British physician and surgeon (1879–1959)

Dorothea Maude or Dorothea Clara Nasmyth (26 February 1879 – 12 December 1959) was a British physician and surgeon. She had a private practice in Oxford but left this three times to serve at hospitals in Belgium, France, Serbia and Corfu during the First World War. She was first woman general practitioner in Oxford.

== Education and early life ==
Maude was born in South Kensington in 1879. She was the middle girl of five daughters of Emma Constance (born Henry) and Ashley Henry Maude. Her youngest sister was the children's author Muriel Wace. Her mother died when she was ten and she was educated well at Cheltenham Ladies College. She finished there in 1897 and Maude went up to Somerville College to come top of her class in science, but was denied an Oxford degree because she was a woman. She went on to study at London’s Royal Free Hospital School of Medicine for Women. She also gained a masters degree in Dublin (where women were allowed to have degrees). She then gained an MBBS from the University of London in 1906 and finally an M.D.

== First World War ==
The war broke out in 1914 and at the end of that year she was in Belgium. In January 1915 she was in France, later at the first Maude Hospital run by her uncle and before the summer she was back in England.

In July 1915 she took her third trip, this time to Serbia where she volunteered. She was given charge of an of typhoid hospital in October 1916 60 miles north of Salonika in Vodena. This would be her last hospital.

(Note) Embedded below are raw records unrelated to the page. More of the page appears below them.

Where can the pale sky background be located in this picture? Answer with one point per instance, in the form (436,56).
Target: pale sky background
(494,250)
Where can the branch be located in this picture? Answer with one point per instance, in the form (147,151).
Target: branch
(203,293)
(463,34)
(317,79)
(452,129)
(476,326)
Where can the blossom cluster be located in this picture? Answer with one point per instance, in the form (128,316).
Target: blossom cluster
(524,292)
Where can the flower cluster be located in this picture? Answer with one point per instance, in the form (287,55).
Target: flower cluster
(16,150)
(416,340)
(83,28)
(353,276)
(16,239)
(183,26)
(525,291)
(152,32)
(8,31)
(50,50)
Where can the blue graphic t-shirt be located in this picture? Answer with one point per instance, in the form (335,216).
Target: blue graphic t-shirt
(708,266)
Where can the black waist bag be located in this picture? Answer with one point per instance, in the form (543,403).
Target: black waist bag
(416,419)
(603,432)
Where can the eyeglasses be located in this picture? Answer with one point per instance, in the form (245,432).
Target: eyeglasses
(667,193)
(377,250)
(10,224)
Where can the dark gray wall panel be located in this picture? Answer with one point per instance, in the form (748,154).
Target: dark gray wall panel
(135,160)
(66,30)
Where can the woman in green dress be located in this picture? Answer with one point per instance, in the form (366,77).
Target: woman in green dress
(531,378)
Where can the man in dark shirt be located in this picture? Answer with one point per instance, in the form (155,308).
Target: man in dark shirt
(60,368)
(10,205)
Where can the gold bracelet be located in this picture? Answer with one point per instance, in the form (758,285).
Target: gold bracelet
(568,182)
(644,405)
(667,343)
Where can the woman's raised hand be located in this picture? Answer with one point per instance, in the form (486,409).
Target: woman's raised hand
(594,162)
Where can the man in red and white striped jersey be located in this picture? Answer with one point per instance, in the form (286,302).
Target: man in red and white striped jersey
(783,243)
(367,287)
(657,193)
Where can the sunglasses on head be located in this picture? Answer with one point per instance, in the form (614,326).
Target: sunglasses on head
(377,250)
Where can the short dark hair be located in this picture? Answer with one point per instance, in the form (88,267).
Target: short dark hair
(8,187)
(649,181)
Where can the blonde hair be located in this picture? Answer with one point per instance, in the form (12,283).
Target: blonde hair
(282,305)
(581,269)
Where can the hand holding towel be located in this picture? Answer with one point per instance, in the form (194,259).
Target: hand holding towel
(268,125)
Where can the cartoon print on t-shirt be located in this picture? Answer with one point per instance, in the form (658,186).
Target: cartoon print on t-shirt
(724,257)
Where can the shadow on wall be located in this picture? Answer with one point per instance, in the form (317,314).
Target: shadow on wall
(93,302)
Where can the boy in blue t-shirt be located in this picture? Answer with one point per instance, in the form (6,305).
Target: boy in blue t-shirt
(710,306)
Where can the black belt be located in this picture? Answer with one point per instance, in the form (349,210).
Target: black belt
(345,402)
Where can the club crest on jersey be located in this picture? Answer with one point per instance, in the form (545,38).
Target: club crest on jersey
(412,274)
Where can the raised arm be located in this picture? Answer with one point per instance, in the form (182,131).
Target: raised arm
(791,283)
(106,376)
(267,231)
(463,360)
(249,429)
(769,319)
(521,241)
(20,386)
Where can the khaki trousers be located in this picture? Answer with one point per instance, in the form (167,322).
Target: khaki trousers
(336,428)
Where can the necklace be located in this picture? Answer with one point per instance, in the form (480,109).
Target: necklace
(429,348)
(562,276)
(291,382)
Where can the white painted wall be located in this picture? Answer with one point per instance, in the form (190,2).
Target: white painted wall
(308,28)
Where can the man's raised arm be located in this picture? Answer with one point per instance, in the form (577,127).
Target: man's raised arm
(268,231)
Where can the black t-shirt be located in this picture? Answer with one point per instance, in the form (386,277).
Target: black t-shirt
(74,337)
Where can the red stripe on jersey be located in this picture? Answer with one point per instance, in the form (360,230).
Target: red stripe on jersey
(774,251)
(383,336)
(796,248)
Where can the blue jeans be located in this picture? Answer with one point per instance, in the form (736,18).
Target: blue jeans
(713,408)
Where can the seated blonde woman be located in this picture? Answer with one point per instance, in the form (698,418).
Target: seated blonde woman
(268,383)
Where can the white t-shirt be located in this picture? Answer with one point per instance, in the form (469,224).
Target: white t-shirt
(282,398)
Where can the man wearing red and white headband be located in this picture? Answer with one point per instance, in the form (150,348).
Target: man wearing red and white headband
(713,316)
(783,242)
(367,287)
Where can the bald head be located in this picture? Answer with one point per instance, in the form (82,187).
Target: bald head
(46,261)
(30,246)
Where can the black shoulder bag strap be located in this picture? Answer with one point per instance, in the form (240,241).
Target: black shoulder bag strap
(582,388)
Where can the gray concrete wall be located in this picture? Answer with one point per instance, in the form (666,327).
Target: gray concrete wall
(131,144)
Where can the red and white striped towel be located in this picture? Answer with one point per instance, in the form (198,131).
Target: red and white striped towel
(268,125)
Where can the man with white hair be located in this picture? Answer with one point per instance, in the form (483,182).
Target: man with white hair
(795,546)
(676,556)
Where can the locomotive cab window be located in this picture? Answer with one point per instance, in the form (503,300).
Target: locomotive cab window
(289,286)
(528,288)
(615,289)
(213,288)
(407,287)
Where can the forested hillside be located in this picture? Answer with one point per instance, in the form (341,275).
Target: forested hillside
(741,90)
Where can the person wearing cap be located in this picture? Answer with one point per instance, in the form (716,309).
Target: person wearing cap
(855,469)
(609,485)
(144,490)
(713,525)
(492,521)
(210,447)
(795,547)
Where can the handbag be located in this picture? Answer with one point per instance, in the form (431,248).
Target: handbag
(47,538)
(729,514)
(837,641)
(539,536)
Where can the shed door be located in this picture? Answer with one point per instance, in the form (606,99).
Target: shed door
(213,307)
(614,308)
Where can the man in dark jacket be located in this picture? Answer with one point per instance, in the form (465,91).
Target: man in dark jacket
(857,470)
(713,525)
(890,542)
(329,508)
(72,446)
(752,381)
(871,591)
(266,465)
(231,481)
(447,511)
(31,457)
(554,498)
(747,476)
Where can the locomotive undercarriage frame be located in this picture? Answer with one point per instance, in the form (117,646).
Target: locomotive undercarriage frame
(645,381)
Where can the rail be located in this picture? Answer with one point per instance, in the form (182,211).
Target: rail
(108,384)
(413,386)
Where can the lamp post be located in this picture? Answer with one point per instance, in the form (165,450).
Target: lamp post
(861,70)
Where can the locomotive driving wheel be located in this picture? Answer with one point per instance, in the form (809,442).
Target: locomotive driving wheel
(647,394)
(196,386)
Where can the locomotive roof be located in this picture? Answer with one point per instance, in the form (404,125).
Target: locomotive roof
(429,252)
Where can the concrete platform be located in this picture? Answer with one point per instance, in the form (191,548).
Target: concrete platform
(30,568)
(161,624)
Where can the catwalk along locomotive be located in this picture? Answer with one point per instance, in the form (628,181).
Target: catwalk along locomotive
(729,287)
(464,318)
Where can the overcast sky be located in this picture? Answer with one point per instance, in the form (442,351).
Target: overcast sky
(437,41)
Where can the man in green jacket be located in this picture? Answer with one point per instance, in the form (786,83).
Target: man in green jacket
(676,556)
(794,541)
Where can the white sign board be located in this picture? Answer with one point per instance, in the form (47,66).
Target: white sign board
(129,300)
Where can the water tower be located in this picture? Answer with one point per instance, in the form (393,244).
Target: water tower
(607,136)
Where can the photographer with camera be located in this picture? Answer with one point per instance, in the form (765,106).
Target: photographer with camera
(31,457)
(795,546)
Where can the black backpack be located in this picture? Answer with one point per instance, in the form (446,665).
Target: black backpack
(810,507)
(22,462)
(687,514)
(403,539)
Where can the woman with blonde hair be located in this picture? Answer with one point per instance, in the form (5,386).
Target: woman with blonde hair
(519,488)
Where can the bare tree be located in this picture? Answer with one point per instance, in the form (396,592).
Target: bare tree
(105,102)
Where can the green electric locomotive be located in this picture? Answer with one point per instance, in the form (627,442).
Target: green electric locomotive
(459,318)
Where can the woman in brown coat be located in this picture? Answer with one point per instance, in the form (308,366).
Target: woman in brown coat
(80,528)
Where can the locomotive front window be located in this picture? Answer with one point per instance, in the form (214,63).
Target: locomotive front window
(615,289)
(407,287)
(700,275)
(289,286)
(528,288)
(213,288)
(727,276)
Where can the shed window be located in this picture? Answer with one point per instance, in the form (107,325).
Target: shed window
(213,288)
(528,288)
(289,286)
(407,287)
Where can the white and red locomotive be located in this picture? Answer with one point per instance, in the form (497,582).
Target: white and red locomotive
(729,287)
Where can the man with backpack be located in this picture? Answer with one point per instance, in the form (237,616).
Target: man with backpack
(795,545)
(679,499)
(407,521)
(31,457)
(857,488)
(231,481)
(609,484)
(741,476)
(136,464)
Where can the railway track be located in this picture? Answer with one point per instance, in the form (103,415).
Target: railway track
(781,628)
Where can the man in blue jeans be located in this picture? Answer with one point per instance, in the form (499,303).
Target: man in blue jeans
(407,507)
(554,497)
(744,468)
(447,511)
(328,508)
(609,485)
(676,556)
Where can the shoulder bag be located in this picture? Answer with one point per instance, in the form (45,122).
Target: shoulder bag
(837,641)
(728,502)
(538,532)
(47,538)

The Maude hospital moved to Salonika in September 1916. The new hospital was disease ridden. Maude had to take quinine to allow her to recover from the malaria that suffered in the first month there. She returned to Britain on 30 April 1917.

Maude had a great deal of affection for Serbia and their people. She said that anyone who visited there would remember it and have to return.

== Private life ==
She married G. C. H. (Hugh) Nasmyth in 1909 and they had two children. She died at Abingdon near Oxford at the age of 80 on 12 December 1959. Her autobiography is in the Wellcome Library.